Okay, okay. I’m a week early!
But Astrid and I are in Atlanta as we speak, having just spent a glorious
weekend in the north Georgia mountains with my kids and grandson.
Halloween is everywhere. However, for this post, my thoughts are
back home where we live in the Netherlands….
Where THOUSANDS of these chestnuts have fallen to the ground from the
HUNDREDS of trees that surround our citadel city. Seriously.
Actually, they had all but fallen by the beginning of this month.
OCTOBER. AUTUMN. FOOTBALL. They sprinkled the ground like
lost-n-found money. Like gems from the sky. I became the little
girls and boys everywhere who came with their mommies…and bags…to collect their
treasures. “Look, Mommy! Look at this one!”
One day I took out my own bag and collected my own. Enough to sink my
imaginary ship.
TRICK: Not
a one of them was edible.
All my life I had heard about chestnuts roasting on open fires at this time
of the year. Though I had never seen or experienced it, I envisioned
crackling fireplaces in cozy, romantic homes. No one ever told me about
the 55-gallon oil drums around Europe's open-air markets, spitting their fires
underneath iron plates sizzling with sweet chestnuts. The kind you
eat.
Who would have known there were two kinds! I first found ones like
these in Germany years back and raced home to roast them in the oven. I
had eaten my first roasted chestnuts in Munich a few years before and could
hardly wait to taste them again.
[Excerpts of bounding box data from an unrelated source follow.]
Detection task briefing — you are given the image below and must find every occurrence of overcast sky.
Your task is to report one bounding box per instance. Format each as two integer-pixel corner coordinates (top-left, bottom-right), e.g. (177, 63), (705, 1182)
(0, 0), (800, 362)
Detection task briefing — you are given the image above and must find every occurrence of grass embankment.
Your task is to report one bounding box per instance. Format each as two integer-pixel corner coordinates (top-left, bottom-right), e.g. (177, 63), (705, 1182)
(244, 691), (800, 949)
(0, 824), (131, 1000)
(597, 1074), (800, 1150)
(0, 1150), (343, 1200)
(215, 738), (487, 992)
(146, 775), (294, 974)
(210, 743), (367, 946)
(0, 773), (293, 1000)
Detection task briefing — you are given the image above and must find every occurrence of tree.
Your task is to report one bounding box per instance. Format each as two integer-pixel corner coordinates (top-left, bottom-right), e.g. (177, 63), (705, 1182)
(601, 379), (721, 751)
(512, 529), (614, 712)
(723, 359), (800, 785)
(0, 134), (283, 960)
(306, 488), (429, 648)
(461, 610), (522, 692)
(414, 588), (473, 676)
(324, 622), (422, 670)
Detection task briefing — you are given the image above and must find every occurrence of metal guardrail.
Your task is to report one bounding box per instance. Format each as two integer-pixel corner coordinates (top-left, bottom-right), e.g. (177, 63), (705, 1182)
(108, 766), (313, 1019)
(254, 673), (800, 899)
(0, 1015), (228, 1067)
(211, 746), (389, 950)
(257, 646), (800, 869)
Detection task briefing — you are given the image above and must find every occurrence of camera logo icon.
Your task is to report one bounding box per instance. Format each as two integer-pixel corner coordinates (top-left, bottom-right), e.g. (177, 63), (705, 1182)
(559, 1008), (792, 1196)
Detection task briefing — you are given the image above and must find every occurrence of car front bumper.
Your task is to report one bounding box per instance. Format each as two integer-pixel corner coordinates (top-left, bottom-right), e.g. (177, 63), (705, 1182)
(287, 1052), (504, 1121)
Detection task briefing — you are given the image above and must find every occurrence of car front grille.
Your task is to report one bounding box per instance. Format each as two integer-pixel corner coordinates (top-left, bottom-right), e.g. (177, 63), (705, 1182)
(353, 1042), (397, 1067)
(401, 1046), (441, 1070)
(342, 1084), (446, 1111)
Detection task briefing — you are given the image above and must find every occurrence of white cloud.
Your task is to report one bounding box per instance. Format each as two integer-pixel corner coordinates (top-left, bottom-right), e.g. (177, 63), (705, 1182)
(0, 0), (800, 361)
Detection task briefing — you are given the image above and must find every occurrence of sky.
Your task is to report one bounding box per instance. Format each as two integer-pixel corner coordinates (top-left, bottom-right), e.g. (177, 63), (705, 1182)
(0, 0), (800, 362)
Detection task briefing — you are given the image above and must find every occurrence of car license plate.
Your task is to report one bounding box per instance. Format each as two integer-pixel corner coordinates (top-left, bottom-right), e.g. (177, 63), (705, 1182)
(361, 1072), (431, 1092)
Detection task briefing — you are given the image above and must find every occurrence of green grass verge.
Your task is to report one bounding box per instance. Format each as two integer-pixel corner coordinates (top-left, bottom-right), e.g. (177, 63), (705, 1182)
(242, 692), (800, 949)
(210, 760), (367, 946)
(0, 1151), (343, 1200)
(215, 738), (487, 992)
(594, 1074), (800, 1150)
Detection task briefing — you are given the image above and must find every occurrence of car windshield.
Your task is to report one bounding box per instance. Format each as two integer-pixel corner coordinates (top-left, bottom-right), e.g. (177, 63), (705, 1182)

I thought I had found money on the
ground.
TRICK: Those weren’t edible either!
And that’s when I found out they either are or they aren’t, depending. The ones that are are sweet chestnuts. The ones
that aren’t are horse chestnuts or buckeyes! Another trick and what a
waste, since the Buckeyes are my archrival.
Nevertheless, I found myself a perfectly-shaped specimen from the above
stash (where I live surrounded by chestnut trees--the ones that are non-edible
tricks), and turned it around tenderly in my hand on my daily walks…until it
felt like a TREAT.
And because the Dutch don’t seem too keen on the edible variety (why is
that???), I now wait eagerly for our trip to Düsseldorf, Germany, in early
December, to visit the Christmas market…and to find my chestnut vendor on the
corner who will serve me up a paper cone full of the sweet delicacies.
Such is life's sermonette. Sometimes you have to pick through the
tricks till you lay your hands on the TREAT!